Mario Kart Tour has always sat awkwardly beside the console series. It was mobile-only, free-to-play, and built around rotating tours, currencies, shops, and subscription benefits. MacRumors described its racing basics in familiar terms, with players using drifts and items to beat rivals, and listed playable characters including Luigi, Toad, Shy Guy, Waluigi, Peach, and Toadette. But the surrounding structure was never the same as buying Mario Kart 8 Deluxe and racing locally, online, or against CPU fields without a service calendar determining the game’s lifespan.

Polygon’s Switchboard piece makes the preservation contrast sharper. It notes that several major console Mario Kart games remain accessible on Switch 2 through Nintendo Classics or current releases, including Super Mario Kart, Mario Kart 64, Mario Kart: Super Circuit, Mario Kart 8 Deluxe, and Mario Kart World. Even Mario Kart DS, Mario Kart Wii, and Mario Kart 7 remain playable through original hardware and used copies, according to Polygon, despite lacking Switch compatibility.

Tour breaks that chain. It may not be the favorite entry for many series fans, as Polygon argues, but it is still a Nintendo-developed Mario Kart with its own historical footprint. A racing series is partly defined by handling models, track reuse, item tuning, speed classes, and how players route risk through each course. When a live-service entry disappears entirely, future players cannot evaluate those differences firsthand. They can watch footage, read patch histories, and remember the meta, but they cannot test the steering under thumb controls or feel how 200cc demanded earlier commitment into corners.

For a company associated with long-running franchises and repeated catalog resale, that makes Tour’s shutdown more noticeable than the average mobile sunset. It is a Nintendo mobile game shutdown, but it is also the first time many players will experience a Mario Kart entry as a service with no playable finish line beyond the date Nintendo sets.
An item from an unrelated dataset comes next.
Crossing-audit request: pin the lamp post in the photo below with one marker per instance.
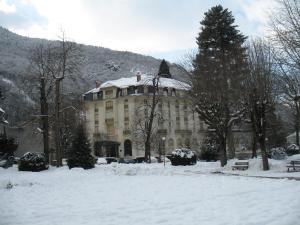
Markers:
(164, 148)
Where kart racing fans can steer next

The immediate advice for Mario Kart Tour players is simple: spend or account for any remaining rubies before September 29, check Nintendo’s refund process for unused in-game currency as it becomes available through official channels, and use the free Gold Pass window if there are remaining cups, challenges, or 200cc races you want to clear before service ends. Based on the current reporting from Polygon and MacRumors, waiting for an offline version is not a plan. None has been announced.

For players looking for durable kart racing games, the best fit depends on platform and tolerance for handling feel. Mario Kart World is active on Switch 2, with GameSpot reporting that it is currently the best-selling game on the system and that a recent update added two Knockout Tour routes, with at least six more routes slated for future updates. Mario Kart 8 Deluxe remains widely available on Switch hardware. Those are still the natural benchmark choices for Nintendo-style item racing.

Garfield Kart’s pitch is narrower but timely. Garfield Kart 2: All You Can Drift being available on PS5, Switch, Xbox Series X|S, and PC via Steam gives it a conventional purchase footprint that Mario Kart Tour no longer has. The Garfield account’s joke should not be read as a binding permanence guarantee, and the available source material does not support claiming it matches Mario Kart’s design quality. Its advantage this week is simpler: it can market itself as a kart racer that is not counting down to a September server stop.

That is why the jab traveled. The post is comic brand sparring, but the opening came from Nintendo’s own shutdown timing. Mario Kart Tour players are now managing the final laps of a live-service game with no offline pit lane, while rivals and smaller licensed racers use the moment to remind fans that access, platform choice, and long-term playability are part of the kart racing conversation too.